Since this arm does not contact the tooth surface until all components of the clasp are in place, reciprocation cannot be achieved. For it to be effective, the opposing tooth surfaces where the reciprocal elements will function must be parallel to the path of insertion, and the reciprocal and retentive clasp arms must simultaneously contact their respective tooth surfaces during the insertion and removal of the prosthesis (Video 3-10).

Video 3-10. The surfaces created on the lingual aspects of the teeth on both sides of the arch, parallel to the path of insertion. When the retentive arms of the clasp (a') make their initial contact with the buccal surfaces, the horizontal reciprocation arms (b') also make their initial contact on the parallelized lingual surfaces. As the retentive arms move from (a') to (a'), the reciprocal arms maintain contact with the lingual surfaces, thus allowing for a more balanced opposition to the forces applied to the tooth as the retentive clasp arm flexes at the height of contour.

The effect of a non-parallel reciprocal arm that does not move in coordination with the retentive clasp arm is limited when placed on the abutment tooth surface.

Vertical Reciprocation

The function of the vertical reciprocal component is to resist the forces created when the retentive clasp arm flexes above the height of contour of the abutment tooth during insertion and removal of the prosthesis. The vertical reciprocal component is a rigid minor connector designed to be parallel to the path of insertion (Figure 3-11).

Figure 3-11. The vertical reciprocation arm exhibits minimal surface contact with the height of contour. The retentive and reciprocal arms make simultaneous contact with their respective tooth surfaces.
Figure 3-11. The vertical reciprocation arm exhibits minimal surface contact with the height of contour. The retentive and reciprocal arms make simultaneous contact with their respective tooth surfaces.

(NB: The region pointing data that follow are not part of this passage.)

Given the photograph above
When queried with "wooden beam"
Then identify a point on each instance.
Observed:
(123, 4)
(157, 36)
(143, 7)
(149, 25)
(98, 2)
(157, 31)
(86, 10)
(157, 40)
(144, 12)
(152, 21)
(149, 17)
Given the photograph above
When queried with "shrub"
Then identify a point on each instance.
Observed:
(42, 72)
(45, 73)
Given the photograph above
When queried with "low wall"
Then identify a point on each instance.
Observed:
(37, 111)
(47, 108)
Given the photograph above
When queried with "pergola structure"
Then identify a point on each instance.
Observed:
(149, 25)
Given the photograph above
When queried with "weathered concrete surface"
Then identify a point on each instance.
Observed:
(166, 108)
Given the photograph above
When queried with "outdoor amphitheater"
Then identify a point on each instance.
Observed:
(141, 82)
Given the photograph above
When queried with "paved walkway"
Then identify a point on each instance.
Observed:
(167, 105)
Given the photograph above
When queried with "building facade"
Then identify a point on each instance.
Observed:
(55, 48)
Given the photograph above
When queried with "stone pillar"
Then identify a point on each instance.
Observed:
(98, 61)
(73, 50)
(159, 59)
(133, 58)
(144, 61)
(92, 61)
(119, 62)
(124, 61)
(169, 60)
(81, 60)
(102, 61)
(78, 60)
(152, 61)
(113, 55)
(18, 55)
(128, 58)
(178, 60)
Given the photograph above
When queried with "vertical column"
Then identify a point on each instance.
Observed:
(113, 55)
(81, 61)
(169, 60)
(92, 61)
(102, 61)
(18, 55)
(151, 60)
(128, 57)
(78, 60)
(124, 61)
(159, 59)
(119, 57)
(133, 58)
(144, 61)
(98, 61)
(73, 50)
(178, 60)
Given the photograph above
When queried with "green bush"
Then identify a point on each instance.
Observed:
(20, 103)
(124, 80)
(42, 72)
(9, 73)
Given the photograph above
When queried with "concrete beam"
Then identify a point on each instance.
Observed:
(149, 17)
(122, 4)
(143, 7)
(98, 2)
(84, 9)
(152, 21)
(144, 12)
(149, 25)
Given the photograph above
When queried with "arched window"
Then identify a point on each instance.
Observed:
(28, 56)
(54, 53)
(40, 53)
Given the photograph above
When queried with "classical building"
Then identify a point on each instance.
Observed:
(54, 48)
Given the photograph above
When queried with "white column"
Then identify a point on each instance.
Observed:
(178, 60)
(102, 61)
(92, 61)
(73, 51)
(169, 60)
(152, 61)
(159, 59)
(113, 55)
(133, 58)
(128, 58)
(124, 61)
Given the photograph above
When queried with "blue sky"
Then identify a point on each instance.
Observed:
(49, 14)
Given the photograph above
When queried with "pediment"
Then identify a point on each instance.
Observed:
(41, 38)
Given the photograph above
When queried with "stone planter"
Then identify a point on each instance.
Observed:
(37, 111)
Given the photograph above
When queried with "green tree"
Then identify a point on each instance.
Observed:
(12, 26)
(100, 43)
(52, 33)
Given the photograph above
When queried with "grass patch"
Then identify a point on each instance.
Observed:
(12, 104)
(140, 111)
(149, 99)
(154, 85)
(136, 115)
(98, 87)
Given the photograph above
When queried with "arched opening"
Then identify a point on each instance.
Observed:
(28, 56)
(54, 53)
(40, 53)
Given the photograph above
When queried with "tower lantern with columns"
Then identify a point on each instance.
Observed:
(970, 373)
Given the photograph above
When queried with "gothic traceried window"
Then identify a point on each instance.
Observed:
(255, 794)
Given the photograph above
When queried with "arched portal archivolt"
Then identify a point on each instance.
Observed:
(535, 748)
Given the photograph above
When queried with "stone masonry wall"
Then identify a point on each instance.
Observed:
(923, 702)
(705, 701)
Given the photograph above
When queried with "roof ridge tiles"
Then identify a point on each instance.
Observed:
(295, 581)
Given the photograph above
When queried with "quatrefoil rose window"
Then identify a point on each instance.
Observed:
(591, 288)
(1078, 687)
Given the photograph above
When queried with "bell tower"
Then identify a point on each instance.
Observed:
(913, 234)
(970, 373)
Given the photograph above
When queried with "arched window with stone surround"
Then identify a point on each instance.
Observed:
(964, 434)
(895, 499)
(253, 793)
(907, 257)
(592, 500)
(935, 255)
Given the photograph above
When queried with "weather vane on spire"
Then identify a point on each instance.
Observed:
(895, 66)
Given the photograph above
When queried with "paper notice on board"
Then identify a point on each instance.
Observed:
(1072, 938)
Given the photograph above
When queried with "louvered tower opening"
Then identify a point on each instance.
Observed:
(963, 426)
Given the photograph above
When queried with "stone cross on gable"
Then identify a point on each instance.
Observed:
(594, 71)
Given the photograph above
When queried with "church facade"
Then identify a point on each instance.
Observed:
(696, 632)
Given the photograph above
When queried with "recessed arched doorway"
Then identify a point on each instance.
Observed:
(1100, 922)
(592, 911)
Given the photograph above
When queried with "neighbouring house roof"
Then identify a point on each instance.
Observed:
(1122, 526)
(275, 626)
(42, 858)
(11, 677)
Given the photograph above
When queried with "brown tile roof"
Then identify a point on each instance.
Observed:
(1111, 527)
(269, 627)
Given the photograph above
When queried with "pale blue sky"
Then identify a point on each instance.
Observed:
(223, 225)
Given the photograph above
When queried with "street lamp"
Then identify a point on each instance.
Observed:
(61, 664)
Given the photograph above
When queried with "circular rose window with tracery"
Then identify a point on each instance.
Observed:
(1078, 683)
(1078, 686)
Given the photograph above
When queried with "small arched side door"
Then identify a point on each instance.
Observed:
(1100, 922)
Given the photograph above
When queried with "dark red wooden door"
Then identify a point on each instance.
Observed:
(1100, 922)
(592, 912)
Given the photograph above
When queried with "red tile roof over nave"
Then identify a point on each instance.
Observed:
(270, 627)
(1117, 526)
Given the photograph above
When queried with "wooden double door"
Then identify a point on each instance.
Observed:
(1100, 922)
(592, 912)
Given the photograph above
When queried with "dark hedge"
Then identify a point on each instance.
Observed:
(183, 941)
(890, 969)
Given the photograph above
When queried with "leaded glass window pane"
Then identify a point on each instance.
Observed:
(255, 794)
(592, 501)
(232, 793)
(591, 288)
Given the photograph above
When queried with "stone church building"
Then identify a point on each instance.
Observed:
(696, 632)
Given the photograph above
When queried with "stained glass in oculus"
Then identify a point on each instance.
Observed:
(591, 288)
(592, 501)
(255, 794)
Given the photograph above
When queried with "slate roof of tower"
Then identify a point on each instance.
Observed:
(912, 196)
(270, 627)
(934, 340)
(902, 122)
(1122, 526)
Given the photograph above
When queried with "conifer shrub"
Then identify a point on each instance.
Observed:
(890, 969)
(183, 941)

The key difference between the conventional horizontal stabilization arm and the vertical arm approach is that the tooth surfaces in contact with the horizontal stabilization arm must be parallel to the path of insertion. In contrast, with the vertical reciprocal arm approach, the tooth surfaces do not need to be prepared parallel in order to maintain contact between the stabilization arm and the tooth surface during insertion and removal of the prosthesis. The vertical stabilization arm is designed to maintain contact with a small mesiodistal portion of the lingual contour height of the abutment tooth during the insertion and removal of the prosthesis.

Passivity

The clasp must be passive when placed on the abutment tooth. This means that the clasp should not apply any pressure to the abutment tooth until it is activated during the functional movement of the prosthesis or when the prosthesis is removed from the mouth. During function, the inevitable small movements of the prosthetic base, due to the displacement of soft tissues, highlight the importance of passivity. A clasp designed in this way allows the base to move slightly without applying harmful stress to the abutment tooth (Figure 3-12).

Figure 3-12. When the prosthesis is in the resting position, the clasp components should remain passive on the abutment tooth. (A) Height of contour, (B) Stabilization arm, (C) Cervical inclination angle, (D) Retentive clasp arm, (E) Path of insertion.
Figure 3-12. When the prosthesis is in the resting position, the clasp components should remain passive on the abutment tooth. (A) Height of contour, (B) Stabilization arm, (C) Cervical inclination angle, (D) Retentive clasp arm, (E) Path of insertion.